Honestly, this is one of my favourite games ever and I think a lot of people chalk this one up as being "Resident Evil but with a sanity meter or limb targeting etc." - but really there's very much something distinctive here with what's being down, which is about a Lovecraftian horror and spinning a meager survival horror game into some sort of epic tome of sorts and I really dug it.

There's a strange, fascinating appeal I got with this game by playing it on a shitty 90s CRT screen - and I really liked just how much attention was drawn towards the atmosphere in this one. Of course, there's the famous sanity effects (which include things up to turning your TV screen off or pretending that your memory card is corrupt) but it's surprising just how much they add to this creepy vibe where basically anything can go wrong - and I remember in particular people terrified of the whining screams that occur when your sanity becomes really low, and some of the genuinely terrifying screamer events.

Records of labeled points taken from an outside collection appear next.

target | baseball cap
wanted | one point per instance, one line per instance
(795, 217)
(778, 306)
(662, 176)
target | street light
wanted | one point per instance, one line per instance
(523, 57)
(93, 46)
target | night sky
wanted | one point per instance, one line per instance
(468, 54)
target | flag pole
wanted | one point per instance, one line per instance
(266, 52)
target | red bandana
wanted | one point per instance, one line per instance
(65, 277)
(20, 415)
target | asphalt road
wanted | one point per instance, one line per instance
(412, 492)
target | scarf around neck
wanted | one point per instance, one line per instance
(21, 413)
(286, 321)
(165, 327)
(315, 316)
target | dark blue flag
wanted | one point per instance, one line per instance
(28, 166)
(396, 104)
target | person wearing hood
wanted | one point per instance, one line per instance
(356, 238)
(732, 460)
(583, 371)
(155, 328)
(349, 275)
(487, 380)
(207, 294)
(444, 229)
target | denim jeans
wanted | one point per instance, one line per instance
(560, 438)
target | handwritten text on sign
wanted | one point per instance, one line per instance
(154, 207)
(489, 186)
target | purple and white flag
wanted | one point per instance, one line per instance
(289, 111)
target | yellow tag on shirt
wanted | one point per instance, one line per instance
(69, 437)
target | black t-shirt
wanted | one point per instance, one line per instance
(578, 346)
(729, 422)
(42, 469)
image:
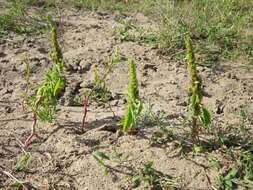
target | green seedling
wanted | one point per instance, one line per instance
(27, 80)
(18, 19)
(134, 103)
(199, 114)
(100, 92)
(23, 162)
(16, 183)
(155, 178)
(240, 170)
(44, 102)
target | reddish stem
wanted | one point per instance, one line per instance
(85, 108)
(33, 134)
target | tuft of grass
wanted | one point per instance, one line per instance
(240, 170)
(134, 103)
(198, 112)
(155, 178)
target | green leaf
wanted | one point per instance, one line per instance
(23, 162)
(193, 100)
(205, 117)
(57, 87)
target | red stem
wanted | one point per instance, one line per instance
(85, 107)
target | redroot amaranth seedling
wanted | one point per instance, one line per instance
(198, 112)
(44, 102)
(100, 91)
(134, 103)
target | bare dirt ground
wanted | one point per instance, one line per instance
(62, 156)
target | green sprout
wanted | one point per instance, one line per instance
(134, 103)
(198, 112)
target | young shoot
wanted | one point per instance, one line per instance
(44, 102)
(199, 114)
(134, 103)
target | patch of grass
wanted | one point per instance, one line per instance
(155, 178)
(112, 5)
(239, 172)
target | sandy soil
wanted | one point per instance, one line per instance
(62, 156)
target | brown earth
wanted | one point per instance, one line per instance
(62, 156)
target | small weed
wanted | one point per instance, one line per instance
(134, 103)
(18, 20)
(214, 162)
(155, 178)
(44, 102)
(100, 92)
(198, 112)
(27, 80)
(240, 170)
(23, 162)
(16, 183)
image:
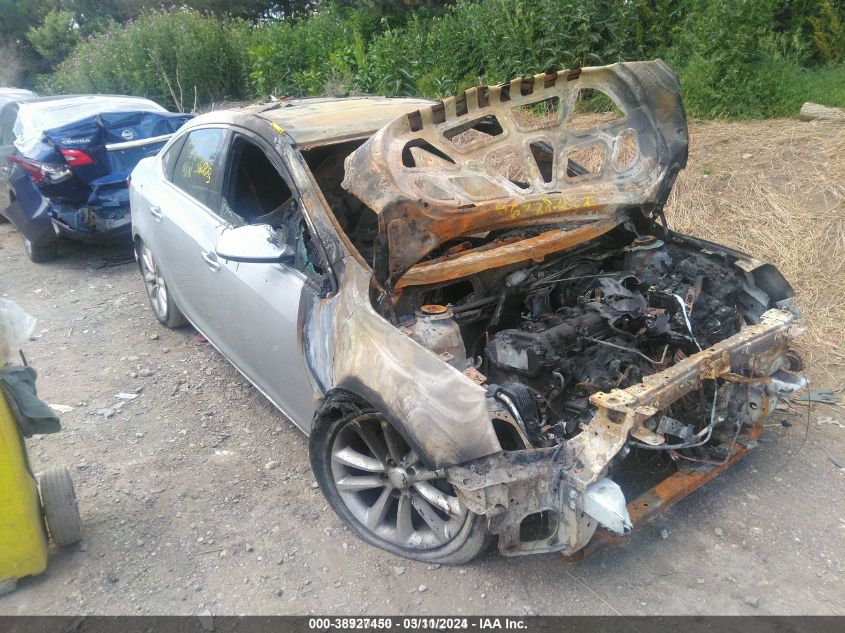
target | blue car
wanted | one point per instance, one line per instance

But then it's also spooky and atmospheric in its own right, especially with how so much of it takes places of sanctuary and flips them on their head into something terrifying - places like the church and the mansion will get burnt into your brain when you play this game long enough, only that it gets twisted every so often. Even something as silly as the 'memory card failing', I think, is meant as a sneaky way of forcing you to question what you are seeing rather than it being presented as this incredibly horrifying thing.

That, and I think the story here is genuinely intriguing - where it's all about this massive cosmic battle spanning many millennia, with the main story gimmick being a college student Alex Rovias, reading through all of these historical documents - and I especially liked just how much attention is drawn towards all these different moods and atmospheres of these different eras, and also just how much the main villain, at heart, is presented as this giant egotistic bastard who is just after power at whatever costs after something corrupted him. Very much one of the things this game goes for is criticising the theme of power, notably with how noble knights, bishops and priests become corrupted or evil in ways other people do not take account of - or with more mundane examples of police detectives who don't exactly follow through on their jobs, which jumpstarts the main plot of the game.

And also the voice acting in this game is superb, from the likes of people like Richard Doyle, Jennifer Hale, Earl Boen and narrated by Neil Dickson (who has a distinct James Mason type voice and makes the most mundane things imaginable sound fascinating), and it's one of those things where you get the sense of the characters being living, breathing people and also the extra effort to flesh out the characters so they don't just seem like stock archetypes.

It's very much a horror game, but then I also think the humour here is very much part of the point - where there's a central absurdity behind this game, but then it's also genuinely terrifying as much as it is intriguing with just how it plays with horror conventions where there's much more to it than you'd expect. I really dug this game, and it's honestly something that I'd consider to be perfect.